* [PATCH] dm raid1: "mirror" target doesn't use all available legs on multiple failures
@ 2016-10-10 16:48 Heinz Mauelshagen
2016-10-10 20:41 ` Mike Snitzer
0 siblings, 1 reply; 3+ messages in thread
From: Heinz Mauelshagen @ 2016-10-10 16:48 UTC (permalink / raw)
To: dm-devel; +Cc: Heinz Mauelshagen, snitzer
In case legs of a "mirror" target fail, any read will cause a new,
operational default leg to be selected and the read be resubmitted
to it.

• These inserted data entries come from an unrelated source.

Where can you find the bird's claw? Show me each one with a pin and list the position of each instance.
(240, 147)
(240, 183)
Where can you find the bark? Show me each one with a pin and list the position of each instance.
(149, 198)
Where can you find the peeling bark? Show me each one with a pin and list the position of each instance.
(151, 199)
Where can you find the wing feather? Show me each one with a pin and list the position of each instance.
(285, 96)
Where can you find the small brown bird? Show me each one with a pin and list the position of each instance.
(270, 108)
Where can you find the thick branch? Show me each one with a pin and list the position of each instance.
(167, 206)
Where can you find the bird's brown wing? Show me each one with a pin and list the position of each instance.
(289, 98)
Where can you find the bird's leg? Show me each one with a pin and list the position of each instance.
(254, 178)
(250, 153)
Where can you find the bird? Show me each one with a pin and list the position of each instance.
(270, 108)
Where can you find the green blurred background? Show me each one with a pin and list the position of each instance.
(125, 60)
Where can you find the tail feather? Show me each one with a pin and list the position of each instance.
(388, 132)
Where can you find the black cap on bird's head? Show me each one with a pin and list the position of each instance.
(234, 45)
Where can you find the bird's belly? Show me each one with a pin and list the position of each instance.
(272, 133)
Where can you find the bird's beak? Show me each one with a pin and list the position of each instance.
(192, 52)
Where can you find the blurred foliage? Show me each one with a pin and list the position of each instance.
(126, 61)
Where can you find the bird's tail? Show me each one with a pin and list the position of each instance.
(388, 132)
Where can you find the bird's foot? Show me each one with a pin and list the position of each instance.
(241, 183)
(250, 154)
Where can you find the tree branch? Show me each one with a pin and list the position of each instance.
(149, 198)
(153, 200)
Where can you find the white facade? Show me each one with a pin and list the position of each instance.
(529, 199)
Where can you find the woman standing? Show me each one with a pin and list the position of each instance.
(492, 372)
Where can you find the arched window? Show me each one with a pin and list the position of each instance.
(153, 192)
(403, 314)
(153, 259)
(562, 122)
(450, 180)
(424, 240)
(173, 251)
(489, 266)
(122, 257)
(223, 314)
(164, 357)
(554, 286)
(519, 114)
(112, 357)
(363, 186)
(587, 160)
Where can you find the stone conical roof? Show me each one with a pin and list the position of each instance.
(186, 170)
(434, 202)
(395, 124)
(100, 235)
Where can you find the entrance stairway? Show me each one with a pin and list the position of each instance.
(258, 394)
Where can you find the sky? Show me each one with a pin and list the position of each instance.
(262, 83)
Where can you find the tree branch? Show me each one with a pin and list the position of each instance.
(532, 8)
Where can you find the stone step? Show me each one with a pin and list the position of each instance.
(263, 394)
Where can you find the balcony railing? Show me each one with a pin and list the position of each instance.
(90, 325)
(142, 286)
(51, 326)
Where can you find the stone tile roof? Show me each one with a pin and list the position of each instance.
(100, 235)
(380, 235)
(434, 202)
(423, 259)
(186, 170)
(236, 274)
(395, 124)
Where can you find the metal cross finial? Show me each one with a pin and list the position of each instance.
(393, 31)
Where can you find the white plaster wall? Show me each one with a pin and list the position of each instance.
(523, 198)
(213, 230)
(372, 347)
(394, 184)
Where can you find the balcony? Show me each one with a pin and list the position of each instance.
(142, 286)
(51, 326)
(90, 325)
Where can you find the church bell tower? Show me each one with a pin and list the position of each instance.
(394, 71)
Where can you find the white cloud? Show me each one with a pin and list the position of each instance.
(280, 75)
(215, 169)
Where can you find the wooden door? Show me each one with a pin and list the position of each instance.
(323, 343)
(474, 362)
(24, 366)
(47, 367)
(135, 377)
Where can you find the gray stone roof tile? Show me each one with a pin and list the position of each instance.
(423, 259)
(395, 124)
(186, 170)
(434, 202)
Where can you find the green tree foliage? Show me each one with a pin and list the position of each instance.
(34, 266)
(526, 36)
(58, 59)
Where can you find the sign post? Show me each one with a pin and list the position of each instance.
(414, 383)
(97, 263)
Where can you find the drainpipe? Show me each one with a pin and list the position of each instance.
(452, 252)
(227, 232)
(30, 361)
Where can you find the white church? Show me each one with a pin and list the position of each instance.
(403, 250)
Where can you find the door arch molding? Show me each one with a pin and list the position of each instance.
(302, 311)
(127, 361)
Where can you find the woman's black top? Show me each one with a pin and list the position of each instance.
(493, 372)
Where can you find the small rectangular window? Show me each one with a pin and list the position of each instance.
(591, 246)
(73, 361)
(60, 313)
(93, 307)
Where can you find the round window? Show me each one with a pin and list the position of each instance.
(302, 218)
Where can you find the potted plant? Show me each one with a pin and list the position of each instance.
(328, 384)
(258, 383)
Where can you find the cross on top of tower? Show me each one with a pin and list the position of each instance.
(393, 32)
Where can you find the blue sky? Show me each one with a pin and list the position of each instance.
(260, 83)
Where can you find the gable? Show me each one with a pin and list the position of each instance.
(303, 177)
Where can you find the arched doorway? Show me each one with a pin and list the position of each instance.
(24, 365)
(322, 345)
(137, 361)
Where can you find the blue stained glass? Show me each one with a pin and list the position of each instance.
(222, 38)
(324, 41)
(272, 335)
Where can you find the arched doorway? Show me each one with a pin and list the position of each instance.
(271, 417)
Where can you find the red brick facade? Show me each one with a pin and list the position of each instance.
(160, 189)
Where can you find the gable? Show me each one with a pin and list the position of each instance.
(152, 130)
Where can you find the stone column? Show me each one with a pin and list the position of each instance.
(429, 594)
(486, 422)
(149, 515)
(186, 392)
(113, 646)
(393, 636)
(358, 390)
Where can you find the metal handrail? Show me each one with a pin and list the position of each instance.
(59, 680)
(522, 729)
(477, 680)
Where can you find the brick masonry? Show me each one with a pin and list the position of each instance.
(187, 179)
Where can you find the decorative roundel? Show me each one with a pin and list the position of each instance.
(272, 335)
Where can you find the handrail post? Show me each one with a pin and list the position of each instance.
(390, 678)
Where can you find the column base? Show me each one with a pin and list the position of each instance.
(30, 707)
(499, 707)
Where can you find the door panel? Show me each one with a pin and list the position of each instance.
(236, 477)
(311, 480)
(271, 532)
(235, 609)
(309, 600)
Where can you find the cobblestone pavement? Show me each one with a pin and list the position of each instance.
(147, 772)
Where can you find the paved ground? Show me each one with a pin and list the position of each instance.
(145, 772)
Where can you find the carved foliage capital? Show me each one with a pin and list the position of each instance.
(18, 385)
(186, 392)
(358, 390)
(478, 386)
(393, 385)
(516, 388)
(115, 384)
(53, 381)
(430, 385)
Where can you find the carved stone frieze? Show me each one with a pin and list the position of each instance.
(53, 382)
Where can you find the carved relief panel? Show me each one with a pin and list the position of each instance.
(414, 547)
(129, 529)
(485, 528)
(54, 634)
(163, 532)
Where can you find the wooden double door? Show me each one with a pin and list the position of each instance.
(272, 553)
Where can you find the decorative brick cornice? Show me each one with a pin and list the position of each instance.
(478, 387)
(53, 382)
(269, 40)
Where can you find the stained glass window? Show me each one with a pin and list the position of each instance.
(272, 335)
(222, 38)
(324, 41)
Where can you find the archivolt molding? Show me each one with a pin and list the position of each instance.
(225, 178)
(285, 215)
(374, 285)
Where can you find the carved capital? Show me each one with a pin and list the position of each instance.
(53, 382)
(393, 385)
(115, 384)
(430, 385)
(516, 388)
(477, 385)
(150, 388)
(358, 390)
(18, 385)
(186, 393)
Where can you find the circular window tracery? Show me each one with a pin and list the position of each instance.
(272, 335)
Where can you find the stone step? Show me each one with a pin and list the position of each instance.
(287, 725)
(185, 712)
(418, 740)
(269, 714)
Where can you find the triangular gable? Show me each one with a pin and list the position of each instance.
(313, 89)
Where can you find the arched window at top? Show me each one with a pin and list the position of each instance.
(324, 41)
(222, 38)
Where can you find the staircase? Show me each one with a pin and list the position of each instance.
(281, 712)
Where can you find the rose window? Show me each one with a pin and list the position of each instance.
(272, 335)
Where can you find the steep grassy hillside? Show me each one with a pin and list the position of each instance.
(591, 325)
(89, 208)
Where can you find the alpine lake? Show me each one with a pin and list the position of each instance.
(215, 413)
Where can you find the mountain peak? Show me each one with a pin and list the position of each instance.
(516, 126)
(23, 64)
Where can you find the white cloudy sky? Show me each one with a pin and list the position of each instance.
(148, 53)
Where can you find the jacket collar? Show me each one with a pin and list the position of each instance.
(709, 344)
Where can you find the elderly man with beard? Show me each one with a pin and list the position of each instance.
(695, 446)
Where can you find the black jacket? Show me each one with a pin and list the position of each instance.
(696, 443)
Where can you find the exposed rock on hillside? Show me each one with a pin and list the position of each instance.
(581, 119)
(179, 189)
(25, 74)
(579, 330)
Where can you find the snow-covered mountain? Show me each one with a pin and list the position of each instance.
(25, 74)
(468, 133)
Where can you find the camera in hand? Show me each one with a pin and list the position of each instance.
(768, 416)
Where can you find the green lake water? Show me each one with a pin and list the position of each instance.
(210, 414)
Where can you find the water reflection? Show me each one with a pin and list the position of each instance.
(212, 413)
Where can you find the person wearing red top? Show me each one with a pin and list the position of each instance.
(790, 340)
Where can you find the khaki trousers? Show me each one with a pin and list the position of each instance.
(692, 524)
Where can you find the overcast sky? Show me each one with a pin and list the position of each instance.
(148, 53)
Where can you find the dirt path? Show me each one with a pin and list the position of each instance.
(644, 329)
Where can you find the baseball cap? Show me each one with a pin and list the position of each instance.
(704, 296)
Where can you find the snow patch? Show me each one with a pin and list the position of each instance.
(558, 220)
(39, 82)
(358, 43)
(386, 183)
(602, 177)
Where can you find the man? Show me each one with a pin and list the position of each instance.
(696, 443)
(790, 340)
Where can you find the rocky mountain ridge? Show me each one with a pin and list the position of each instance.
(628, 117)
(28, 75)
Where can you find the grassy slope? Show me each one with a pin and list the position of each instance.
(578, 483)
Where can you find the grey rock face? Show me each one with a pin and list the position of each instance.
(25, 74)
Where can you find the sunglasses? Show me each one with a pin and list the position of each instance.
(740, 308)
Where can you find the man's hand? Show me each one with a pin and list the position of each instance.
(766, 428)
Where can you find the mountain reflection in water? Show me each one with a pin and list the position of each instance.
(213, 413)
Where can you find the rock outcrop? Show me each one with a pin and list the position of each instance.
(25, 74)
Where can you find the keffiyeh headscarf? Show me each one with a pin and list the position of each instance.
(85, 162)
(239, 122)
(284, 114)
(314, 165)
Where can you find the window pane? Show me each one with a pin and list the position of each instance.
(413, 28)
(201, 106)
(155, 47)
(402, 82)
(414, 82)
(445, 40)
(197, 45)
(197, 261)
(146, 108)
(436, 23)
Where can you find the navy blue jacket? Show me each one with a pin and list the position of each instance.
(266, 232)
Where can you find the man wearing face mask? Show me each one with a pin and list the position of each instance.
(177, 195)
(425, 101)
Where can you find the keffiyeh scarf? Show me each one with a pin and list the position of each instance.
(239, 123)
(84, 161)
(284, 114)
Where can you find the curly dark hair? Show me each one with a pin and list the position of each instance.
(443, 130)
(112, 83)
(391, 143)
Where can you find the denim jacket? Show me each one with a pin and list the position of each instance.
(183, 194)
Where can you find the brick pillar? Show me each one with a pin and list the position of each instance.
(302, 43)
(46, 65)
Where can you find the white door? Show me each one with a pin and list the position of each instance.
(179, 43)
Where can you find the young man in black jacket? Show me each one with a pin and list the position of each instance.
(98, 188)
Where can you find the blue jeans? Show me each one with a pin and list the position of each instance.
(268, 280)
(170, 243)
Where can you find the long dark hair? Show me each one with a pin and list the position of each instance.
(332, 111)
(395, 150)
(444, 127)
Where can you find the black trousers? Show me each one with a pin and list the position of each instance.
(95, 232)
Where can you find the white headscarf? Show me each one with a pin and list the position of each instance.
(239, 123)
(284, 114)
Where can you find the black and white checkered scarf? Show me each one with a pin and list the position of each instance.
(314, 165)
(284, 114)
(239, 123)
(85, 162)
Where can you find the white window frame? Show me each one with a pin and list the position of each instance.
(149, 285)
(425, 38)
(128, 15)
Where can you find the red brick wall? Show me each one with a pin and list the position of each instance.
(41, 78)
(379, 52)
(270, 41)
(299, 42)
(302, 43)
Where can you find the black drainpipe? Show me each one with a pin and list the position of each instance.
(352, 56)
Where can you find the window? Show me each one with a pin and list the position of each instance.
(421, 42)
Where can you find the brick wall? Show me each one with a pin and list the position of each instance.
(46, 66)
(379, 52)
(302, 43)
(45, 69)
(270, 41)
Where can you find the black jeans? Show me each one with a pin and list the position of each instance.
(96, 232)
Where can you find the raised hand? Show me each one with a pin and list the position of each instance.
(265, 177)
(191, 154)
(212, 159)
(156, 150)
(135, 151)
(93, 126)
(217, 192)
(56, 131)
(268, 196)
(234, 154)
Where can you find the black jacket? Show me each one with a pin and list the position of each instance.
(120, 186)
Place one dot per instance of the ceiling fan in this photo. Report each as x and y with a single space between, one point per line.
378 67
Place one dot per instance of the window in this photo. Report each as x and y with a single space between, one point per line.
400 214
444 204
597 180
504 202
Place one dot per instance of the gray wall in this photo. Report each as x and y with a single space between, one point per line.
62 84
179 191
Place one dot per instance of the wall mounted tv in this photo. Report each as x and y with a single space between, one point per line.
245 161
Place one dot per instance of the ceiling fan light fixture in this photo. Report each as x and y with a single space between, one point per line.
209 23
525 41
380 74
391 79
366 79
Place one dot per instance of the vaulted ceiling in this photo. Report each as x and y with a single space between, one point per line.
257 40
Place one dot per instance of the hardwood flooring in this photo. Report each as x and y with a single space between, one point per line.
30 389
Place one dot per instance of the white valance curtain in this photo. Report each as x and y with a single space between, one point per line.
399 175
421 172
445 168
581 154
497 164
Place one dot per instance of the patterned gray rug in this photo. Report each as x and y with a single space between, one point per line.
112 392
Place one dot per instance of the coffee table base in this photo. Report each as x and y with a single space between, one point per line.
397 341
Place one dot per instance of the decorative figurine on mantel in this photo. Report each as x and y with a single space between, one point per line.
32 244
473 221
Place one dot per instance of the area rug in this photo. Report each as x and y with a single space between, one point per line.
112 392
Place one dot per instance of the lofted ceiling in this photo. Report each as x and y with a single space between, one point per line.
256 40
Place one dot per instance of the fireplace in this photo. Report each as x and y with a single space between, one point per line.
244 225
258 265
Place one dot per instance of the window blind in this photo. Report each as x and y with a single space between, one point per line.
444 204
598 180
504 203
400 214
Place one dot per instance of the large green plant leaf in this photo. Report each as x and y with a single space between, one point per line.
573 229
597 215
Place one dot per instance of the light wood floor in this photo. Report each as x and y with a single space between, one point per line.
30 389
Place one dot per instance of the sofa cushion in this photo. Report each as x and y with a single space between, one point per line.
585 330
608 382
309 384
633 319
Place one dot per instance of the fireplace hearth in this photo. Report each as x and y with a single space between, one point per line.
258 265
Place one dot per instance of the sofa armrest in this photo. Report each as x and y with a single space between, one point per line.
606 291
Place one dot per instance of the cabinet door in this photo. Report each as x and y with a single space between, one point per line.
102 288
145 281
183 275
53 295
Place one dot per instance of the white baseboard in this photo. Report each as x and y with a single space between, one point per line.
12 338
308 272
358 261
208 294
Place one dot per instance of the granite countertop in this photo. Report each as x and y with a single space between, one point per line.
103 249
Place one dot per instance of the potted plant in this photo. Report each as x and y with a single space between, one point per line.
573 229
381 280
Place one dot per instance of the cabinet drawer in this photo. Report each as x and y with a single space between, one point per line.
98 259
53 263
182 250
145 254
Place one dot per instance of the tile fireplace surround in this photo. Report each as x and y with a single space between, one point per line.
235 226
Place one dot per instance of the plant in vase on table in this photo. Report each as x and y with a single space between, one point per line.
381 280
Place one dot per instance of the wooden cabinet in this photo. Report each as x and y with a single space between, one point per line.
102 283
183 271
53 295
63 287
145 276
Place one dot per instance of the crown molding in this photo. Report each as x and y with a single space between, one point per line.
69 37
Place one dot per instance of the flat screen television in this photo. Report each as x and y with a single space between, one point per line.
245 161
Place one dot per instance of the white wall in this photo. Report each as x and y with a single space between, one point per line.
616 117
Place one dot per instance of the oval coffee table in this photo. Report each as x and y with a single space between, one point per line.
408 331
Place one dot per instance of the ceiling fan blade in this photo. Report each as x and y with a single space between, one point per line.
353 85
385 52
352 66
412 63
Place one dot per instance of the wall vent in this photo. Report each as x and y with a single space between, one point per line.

If that new default leg fails the read too, no other still
accessible legs are used to resubmit the read again thus failing
the io.
Fix by allowing the read to get resubmitted until there's no
operational legs any more.
Resolves: rhbz1383444
Signed-off-by: Heinz Mauelshagen <heinzm@redhat.com>
---
drivers/md/dm-raid1.c | 11 -----------
1 file changed, 11 deletions(-)
diff --git a/drivers/md/dm-raid1.c b/drivers/md/dm-raid1.c
index 7a6254d..dd31019 100644
--- a/drivers/md/dm-raid1.c
+++ b/drivers/md/dm-raid1.c
@@ -1266,16 +1266,6 @@ static int mirror_end_io(struct dm_target *ti, struct bio *bio, int error)
goto out;
if (unlikely(error)) {
- if (!bio_record->details.bi_bdev) {
- /*
- * There wasn't enough memory to record necessary
- * information for a retry or there was no other
- * mirror in-sync.
- */
- DMERR_LIMIT("Mirror read failed.");
- return -EIO;
- }
-
m = bio_record->m;
DMERR("Mirror read failed from %s. Trying alternative device.",
@@ -1291,7 +1281,6 @@ static int mirror_end_io(struct dm_target *ti, struct bio *bio, int error)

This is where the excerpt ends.